Father’s Day Sail

Fathers Day Sail at the Maritime Museum of San Diego

Father’s Day Sail

Make Father’s Day a special one-of-a-kind adventure!

Saturday, June 17 or Sunday, June 18, 2017

The Maritime Museum of San Diego invites you to a Fathers Day celebration aboard Californian or San Salvador.

Before the sail each adult receives a delicious bratwurst sandwich, chips and a cold beer prior to sailing. Hot dogs and soft drinks are available for the kids.

Food will be served from 10am-11:30am and the 3 hour sailing trip will begin boarding at 11:30 and returns approximately at 3:00 p.m. Guests are welcome to enjoy the museum before and after the sail.

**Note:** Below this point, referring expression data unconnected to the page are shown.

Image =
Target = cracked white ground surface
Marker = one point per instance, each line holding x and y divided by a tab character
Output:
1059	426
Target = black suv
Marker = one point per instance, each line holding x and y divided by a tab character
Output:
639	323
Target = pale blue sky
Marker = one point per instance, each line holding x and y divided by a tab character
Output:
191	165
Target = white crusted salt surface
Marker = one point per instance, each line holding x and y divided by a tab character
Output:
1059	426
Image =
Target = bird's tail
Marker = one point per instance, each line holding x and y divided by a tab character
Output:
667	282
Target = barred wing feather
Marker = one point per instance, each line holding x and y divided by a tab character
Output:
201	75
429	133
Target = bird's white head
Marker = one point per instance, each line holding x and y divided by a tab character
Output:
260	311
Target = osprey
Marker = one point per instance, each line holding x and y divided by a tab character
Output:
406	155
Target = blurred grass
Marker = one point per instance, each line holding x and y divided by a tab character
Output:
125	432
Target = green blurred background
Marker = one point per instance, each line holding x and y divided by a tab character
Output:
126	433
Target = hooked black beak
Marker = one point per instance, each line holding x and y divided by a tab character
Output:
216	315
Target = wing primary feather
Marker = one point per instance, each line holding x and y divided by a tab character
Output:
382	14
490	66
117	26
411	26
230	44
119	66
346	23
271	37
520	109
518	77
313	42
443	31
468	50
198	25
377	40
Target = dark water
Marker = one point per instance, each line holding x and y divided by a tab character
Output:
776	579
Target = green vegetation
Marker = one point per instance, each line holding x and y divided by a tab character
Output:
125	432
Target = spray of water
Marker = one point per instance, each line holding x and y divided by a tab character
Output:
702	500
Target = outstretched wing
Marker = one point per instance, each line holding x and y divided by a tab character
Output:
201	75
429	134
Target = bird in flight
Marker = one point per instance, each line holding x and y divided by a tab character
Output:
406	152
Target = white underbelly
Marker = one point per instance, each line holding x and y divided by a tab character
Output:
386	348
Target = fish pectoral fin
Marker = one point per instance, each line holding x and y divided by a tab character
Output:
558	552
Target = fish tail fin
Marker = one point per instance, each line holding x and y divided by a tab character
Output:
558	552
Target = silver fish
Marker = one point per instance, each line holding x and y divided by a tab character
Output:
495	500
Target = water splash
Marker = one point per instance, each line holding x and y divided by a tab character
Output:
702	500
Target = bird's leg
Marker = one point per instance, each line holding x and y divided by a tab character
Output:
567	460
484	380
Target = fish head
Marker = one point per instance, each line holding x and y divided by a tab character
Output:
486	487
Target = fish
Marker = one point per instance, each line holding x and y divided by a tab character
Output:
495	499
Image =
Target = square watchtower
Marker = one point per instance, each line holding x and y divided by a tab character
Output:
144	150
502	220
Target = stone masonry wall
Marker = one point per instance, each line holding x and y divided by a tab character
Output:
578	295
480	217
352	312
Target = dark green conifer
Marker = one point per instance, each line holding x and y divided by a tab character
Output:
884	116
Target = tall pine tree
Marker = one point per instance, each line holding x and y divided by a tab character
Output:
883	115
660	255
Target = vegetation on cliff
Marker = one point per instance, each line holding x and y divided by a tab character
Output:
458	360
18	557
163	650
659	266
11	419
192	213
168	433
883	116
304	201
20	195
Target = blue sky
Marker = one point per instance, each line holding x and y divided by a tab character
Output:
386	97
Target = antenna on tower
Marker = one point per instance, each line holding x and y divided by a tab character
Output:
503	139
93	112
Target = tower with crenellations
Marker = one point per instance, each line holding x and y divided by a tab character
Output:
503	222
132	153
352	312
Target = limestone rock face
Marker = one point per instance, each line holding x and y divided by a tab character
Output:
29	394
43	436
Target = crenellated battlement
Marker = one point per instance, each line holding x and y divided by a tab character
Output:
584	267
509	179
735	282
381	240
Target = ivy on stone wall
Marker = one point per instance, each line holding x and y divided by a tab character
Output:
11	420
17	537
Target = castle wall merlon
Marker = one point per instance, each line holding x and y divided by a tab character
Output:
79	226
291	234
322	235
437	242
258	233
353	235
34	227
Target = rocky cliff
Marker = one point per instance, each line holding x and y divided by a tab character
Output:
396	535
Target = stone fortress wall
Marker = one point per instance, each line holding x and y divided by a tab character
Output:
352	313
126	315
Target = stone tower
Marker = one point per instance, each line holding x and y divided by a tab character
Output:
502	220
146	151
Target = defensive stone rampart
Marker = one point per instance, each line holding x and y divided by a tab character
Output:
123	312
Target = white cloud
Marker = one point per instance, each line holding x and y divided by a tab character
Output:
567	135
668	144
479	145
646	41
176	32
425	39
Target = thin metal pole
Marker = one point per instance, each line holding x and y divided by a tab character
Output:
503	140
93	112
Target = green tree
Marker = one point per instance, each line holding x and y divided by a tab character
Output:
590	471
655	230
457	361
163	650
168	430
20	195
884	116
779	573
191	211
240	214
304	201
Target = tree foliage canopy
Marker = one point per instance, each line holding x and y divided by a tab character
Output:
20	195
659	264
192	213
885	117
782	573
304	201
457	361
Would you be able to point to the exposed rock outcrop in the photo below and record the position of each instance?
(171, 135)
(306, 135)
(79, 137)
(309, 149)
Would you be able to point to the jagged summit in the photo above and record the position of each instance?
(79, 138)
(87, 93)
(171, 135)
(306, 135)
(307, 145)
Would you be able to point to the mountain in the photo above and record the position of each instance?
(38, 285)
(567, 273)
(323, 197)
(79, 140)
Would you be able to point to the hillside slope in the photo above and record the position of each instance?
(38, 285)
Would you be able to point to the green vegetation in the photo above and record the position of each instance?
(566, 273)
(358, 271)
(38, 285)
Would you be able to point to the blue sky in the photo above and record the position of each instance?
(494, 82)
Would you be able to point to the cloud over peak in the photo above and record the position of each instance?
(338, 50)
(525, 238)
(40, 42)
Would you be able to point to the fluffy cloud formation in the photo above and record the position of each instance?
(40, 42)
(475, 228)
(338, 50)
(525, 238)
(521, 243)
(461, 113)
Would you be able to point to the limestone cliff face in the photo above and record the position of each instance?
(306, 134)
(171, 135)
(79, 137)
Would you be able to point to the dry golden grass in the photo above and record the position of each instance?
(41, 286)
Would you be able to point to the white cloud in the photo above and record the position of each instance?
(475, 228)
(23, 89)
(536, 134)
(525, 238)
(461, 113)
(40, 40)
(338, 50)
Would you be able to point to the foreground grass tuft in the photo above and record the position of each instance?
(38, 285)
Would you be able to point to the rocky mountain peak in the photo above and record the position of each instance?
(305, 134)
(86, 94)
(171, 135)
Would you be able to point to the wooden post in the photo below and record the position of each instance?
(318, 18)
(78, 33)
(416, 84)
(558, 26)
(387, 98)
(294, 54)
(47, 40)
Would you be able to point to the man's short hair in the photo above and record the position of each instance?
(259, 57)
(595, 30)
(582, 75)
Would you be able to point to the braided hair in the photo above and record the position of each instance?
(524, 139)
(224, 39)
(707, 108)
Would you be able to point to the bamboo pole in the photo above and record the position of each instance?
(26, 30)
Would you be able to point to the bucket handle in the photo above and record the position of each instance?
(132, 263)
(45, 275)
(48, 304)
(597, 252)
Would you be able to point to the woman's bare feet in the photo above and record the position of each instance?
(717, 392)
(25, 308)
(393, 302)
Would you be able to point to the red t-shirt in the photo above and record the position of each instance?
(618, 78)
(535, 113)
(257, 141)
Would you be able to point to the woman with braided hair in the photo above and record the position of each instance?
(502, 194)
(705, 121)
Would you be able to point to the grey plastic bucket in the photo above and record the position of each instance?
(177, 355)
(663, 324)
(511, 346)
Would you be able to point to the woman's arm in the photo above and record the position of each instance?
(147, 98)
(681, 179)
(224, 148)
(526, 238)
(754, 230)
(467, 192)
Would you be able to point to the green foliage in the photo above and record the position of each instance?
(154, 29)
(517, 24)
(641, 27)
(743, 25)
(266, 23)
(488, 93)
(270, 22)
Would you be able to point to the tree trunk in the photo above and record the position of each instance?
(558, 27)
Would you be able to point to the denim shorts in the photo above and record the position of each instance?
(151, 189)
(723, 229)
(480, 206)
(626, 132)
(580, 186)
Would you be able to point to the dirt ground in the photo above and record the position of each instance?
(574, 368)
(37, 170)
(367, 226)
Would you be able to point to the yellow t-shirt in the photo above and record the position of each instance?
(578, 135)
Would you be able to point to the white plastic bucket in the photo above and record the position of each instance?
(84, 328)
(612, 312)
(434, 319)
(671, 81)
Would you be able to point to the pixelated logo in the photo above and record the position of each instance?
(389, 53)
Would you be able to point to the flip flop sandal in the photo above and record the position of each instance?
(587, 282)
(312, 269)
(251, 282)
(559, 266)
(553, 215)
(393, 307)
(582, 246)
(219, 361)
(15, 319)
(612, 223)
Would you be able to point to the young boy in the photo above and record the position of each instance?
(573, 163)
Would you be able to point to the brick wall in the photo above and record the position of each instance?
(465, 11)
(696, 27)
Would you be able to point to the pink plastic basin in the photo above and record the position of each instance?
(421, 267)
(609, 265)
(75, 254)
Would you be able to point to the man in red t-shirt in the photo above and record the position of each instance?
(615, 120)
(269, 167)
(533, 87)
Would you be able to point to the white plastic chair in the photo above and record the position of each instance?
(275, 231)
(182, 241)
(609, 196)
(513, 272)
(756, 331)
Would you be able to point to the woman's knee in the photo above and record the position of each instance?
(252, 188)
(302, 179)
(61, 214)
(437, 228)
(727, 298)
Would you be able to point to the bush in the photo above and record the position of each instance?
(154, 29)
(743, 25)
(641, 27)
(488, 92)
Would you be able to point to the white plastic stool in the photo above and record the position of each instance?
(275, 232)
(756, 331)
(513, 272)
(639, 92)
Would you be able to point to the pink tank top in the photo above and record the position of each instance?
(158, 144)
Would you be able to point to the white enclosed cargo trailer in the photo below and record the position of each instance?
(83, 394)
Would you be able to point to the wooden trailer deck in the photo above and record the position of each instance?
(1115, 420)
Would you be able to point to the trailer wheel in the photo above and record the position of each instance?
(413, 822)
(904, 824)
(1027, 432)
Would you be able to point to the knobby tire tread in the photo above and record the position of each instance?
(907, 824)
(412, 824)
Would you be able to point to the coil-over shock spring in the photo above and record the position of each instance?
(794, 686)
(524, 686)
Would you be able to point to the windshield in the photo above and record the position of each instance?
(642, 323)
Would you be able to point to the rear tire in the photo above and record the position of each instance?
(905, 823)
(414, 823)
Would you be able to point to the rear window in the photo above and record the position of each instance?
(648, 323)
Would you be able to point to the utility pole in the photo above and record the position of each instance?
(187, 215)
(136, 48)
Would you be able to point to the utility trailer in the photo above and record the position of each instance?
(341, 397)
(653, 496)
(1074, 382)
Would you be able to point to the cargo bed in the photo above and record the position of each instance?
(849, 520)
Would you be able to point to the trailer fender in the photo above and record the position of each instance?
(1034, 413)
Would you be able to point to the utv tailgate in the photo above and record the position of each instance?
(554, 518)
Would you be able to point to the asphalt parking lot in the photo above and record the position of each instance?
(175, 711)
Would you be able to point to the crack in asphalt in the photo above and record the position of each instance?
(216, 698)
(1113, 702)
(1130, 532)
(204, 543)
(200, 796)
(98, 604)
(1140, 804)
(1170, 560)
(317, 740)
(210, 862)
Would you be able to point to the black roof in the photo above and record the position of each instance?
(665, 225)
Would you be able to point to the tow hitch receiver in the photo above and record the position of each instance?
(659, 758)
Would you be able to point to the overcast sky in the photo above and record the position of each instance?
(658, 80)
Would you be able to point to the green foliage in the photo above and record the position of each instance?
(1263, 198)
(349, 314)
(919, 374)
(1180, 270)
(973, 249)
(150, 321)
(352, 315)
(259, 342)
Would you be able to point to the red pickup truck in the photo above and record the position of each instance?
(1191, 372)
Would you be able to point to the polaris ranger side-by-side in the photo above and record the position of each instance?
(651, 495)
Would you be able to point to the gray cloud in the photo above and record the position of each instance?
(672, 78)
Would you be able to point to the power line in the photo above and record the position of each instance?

The museums experienced crew will make your Fathers Day celebration unforgettable while working the lines and handling the sails; as you sail around the beautiful calm waters of San Diego Bay.

  • Food served: 10:00am to 11:30am
  • Boarding Check-in ends: 11:30pm
  • Sailing adventure returns: 3:00pm
  • This adventure is better suited for kids 6 and older
  • Museum admission included with ticket. Enjoy exploring the Maritime Museum of San Diego, before or after your sail.

Tickets:
Adults – $70
Child (12 – 3) – $48

Book now! Father’s Day Sail on CALIFORNIAN

Book now! Father’s Day Sail on SAN SALVADOR

The Californian is a replica of a gold rush era revenue cutter and the Official Tall Ship of the State of California. The museums experienced crew will make your Fathers Day celebration unforgettable while sailing aboard a traditionally rigged tall ship. Passengers will be invited to haul a line, man the helm and we end the day with a rousing cannon salute. Watch the crew as they scamper up and down the rigging to set and furl the sails. Listen as the Californian’s crew relate the history of sailing and exploration in San Diego, tales of whaling and sea otter trade, local sea battles, the art of ship’s gunnery, life at sea and more.

The San Salvador under the command of Juan Rodriguez Cabrillo, arrived at the port we now call San Diego on September 28, 1542, before proceeding further north in search of new trade routes that would link Mexico to Asia and Europe. She was the first recorded European vessel to sail along Southern California, and survey its coastline.